2. Bundesliga

"Viren in der Kabine": Thiounes langer Zettel

Viele personelle Fragezeichen bei Osnabrück vor dem Bochum-Spiel

"Viren in der Kabine": Thiounes langer Zettel

Daniel Thioune, Trainer VfL Osnabrück

Daniel Thioune hat vor dem Bochum-Spiel noch viele personelle Fragezeichen. imago images

Nur zwölf Gegentore, sechsmal stand in 13 Partien die Null - der VfL weist neben dem Hamburger SV die beste Defensive der Liga auf. Doch das Prunkstück des Aufsteigers bröckelt. Denn die Liste der angeschlagenen Spieler, die auszufallen drohen, "ist ein bisschen länger", wie Cheftrainer Daniel Thioune am Mittwoch verriet. Und auf dem Zettel der angeschlagenen Akteure steht auch das Duo, das beim 1:0-Sieg vor der Länderspielpause gegen den VfB Stuttgart im Abwehrzentrum agierte. "Lukas Gugganig ist am Knie verletzt", erklärte Thioune. "Joost van Aken ist erkältet, da müssen wir abwarten."

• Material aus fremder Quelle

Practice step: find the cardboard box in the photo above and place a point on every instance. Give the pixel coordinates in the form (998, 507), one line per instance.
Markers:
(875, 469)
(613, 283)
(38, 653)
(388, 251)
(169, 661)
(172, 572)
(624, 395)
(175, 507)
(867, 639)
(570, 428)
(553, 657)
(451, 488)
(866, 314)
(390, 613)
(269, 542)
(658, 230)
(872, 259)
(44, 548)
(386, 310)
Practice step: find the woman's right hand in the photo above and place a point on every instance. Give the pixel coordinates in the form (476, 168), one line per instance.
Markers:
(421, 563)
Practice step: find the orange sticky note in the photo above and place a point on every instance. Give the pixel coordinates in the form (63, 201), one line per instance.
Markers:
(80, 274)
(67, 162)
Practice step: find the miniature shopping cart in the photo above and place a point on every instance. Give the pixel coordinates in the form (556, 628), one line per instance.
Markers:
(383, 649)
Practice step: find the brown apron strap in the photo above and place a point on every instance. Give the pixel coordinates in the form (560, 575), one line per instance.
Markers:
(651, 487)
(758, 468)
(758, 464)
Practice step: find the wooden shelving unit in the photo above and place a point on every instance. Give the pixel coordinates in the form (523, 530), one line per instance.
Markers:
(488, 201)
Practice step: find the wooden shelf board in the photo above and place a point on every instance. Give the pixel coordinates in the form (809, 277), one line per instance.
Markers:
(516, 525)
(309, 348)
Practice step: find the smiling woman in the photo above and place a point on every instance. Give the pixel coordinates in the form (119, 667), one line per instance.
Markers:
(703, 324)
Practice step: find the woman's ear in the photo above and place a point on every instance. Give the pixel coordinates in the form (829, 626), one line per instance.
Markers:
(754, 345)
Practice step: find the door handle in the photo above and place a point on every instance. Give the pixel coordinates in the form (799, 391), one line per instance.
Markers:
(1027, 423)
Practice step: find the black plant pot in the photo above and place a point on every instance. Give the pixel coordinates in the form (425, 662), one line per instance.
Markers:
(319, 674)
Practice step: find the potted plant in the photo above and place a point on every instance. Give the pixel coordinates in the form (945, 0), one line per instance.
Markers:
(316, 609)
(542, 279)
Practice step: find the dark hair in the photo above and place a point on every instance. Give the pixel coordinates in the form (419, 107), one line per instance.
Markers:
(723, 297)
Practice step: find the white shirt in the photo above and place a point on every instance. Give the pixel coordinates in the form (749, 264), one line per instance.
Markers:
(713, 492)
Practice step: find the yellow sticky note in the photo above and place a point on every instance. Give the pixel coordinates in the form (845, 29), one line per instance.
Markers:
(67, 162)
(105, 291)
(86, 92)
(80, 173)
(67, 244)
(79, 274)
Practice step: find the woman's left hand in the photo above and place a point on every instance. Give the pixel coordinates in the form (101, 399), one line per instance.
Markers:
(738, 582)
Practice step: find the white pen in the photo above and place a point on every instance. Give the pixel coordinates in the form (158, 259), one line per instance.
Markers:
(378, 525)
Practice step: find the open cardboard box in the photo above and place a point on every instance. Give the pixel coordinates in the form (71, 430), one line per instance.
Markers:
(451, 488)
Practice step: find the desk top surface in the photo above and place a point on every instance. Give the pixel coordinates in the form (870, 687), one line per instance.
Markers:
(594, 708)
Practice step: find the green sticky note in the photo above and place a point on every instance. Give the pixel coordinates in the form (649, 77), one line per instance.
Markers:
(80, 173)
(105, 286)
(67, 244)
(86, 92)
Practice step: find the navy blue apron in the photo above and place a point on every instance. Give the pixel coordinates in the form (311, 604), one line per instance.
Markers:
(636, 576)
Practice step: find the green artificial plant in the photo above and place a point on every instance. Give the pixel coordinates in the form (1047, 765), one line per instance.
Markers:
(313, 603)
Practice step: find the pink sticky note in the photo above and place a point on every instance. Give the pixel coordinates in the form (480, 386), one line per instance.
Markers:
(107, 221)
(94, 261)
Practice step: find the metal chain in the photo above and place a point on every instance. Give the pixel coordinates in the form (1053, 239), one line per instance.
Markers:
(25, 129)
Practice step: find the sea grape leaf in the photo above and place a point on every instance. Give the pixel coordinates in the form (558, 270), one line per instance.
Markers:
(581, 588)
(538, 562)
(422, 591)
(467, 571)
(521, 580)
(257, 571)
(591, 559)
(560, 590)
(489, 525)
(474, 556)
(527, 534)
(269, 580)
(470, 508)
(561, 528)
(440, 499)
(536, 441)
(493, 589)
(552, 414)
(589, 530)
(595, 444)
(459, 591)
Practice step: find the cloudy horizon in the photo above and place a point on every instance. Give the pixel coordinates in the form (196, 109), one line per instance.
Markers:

Zudem liege David Blacha seit dem Wochenende "mit hohem Fieber" flach "und wird morgen erst wieder leicht belastet, um zu schauen, ob er eine Alternative ist. Sebastian Klaas fällt mit Zerrung diese und nächste Woche aus. Kevin Friesenbichler steigt am Montag wieder ins Training ein. Benjamin Girth war ebenso erkältet", so Thioune, der eine Woche auch auf Marcos Alvarez verzichten musste: "Alvarez trainiert heute das erste Mal wieder mit", meinte er mit Blick auf den Offensivspieler, der "einen grippalen Infekt" hatte. "Wir haben ordentlich Viren und Bakterien in der Kabine rumfliegen", sagte Thioune mit einem Schmunzeln.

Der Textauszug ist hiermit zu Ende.